Orphaned by the state: How Xinjiang’s gulag tears families apart
October 17, 2020The work groups’ records use a chilling official terminology to refer to children whose parents are being held by the state. They are called dankun (“single-hardship”) or shuangkun (“double-hardship”), depending on whether one or both parents have been sent away to a vocational-training camp in the new gulag, a regular prison or another kind of detention facility . . . The tearing apart of Uyghur families has been so rapid that local governments have struggled to accommodate the surge in the number of children who have lost parents to internment. Indeed, the documents show that some double-hardship children have been placed in institutions meant for children whose parents have died or left them. Governments are rapidly expanding and transforming primary schools into boarding facilities, many of them with high-security fences. Even pre-kindergartens are being adapted for boarding. Infants only a few months old have been placed in them. In Xinjiang, the floor-space of student dormitories in boarding schools grew by more than 30% in 2019 compared with less than 5% in China as a whole.

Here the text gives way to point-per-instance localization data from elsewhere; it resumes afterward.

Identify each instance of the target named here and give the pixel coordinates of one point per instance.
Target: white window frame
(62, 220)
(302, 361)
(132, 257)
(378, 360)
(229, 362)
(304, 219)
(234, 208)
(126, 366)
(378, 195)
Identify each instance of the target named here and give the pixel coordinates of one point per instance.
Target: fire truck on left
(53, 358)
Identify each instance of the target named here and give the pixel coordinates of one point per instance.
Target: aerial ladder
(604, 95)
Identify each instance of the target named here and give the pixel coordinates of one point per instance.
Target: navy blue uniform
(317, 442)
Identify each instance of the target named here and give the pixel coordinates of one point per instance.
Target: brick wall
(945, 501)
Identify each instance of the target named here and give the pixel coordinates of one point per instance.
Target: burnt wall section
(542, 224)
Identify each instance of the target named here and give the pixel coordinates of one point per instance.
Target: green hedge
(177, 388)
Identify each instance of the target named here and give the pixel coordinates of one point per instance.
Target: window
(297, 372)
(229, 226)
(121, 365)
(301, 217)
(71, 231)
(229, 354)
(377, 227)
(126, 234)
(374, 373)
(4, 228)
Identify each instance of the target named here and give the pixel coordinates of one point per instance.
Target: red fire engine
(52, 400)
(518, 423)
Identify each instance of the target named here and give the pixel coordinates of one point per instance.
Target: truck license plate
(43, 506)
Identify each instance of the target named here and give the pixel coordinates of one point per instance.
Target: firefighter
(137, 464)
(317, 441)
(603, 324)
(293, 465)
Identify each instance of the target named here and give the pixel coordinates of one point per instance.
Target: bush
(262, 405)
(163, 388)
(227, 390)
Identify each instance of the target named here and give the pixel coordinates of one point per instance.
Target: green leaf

At the boarding schools where hardship children are sent, the plunge into a Mandarin environment is likely to exacerbate the pain of separation from their families. But having to grapple with a strange language is only part of the remoulding they face. Some Han teachers in Xinjiang have posted videos on social media to show how “interethnic unity” is promoted in schools, with Uyghur students sometimes required to wear traditional Han costumes and sing patriotic songs.